While their stats are all hovering around where they were last year, Joakim Noah, Corey Brewer and Co. have played from the front this year, haven't snuck up on anyone and, with that burden, have still tied last year's school record with 33 victories.
They have overcome adversity, going on their current eight-game winning streak after losing three of four near the end of the regular season.
They have overcome doubters and haters, from those who questioned them for their decisions to return to college, to those who booed and ridiculed them in almost every visiting arena they played in.
Now, they're trying to overcome the distraction of Donovan's future, which has been thrown into question with the sudden departure of Tubby Smith at Kentucky.

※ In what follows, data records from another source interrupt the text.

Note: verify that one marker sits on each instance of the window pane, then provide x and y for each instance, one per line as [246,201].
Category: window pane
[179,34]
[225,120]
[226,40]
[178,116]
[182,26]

``I really don't know if mental toughness is something that can be learned,'' Donovan said. ``I think as you get older, you get more mature. I think you can handle it better. But I think our guys have been through a lot. They understand what type of mind-set they need to be in to play to the very best of our ability.''
UCLA is in very much the same place, only without the title.
Well, actually, the Bruins have plenty of titles. But this group has yet to add a banner to the rafters, which are reserved only for national championships _ not for winning the Pac-10, advancing in the NCAAs or any other accomplishment that lesser programs celebrate.
Afflalo keeps a picture in his room from last year's final _ one that shows him sitting on the bench with a bowed head in the final seconds.
Brewer shut Afflalo down on the perimeter that night in Indianapolis last year. Noah blocked six shots and altered many others. Afflalo shot 3-for-10 and never got into a rhythm.
``Coach Howland yells at me every day ... because guys are constantly jumping at my jump shot,'' Afflalo said after UCLA beat Kansas last week. ``Just got to do a better job of reading it next time because there's a possibility you can face those type of defenders once again.''
Also returning for UCLA are big men Mbah a Moute and Lorenzo Mata. Mbah a Moute was dominant last year in the semifinal win against LSU, but a nonfactor against Florida. Darren Collison came off the bench last season but is the starting guard opposite Afflalo this year. Josh Shipp was hurt for most of last season, but returned this year and averages 13 points.
``We have very good players. Obviously they have great players,'' Howland said.
Everyone knows the difference between very good and great.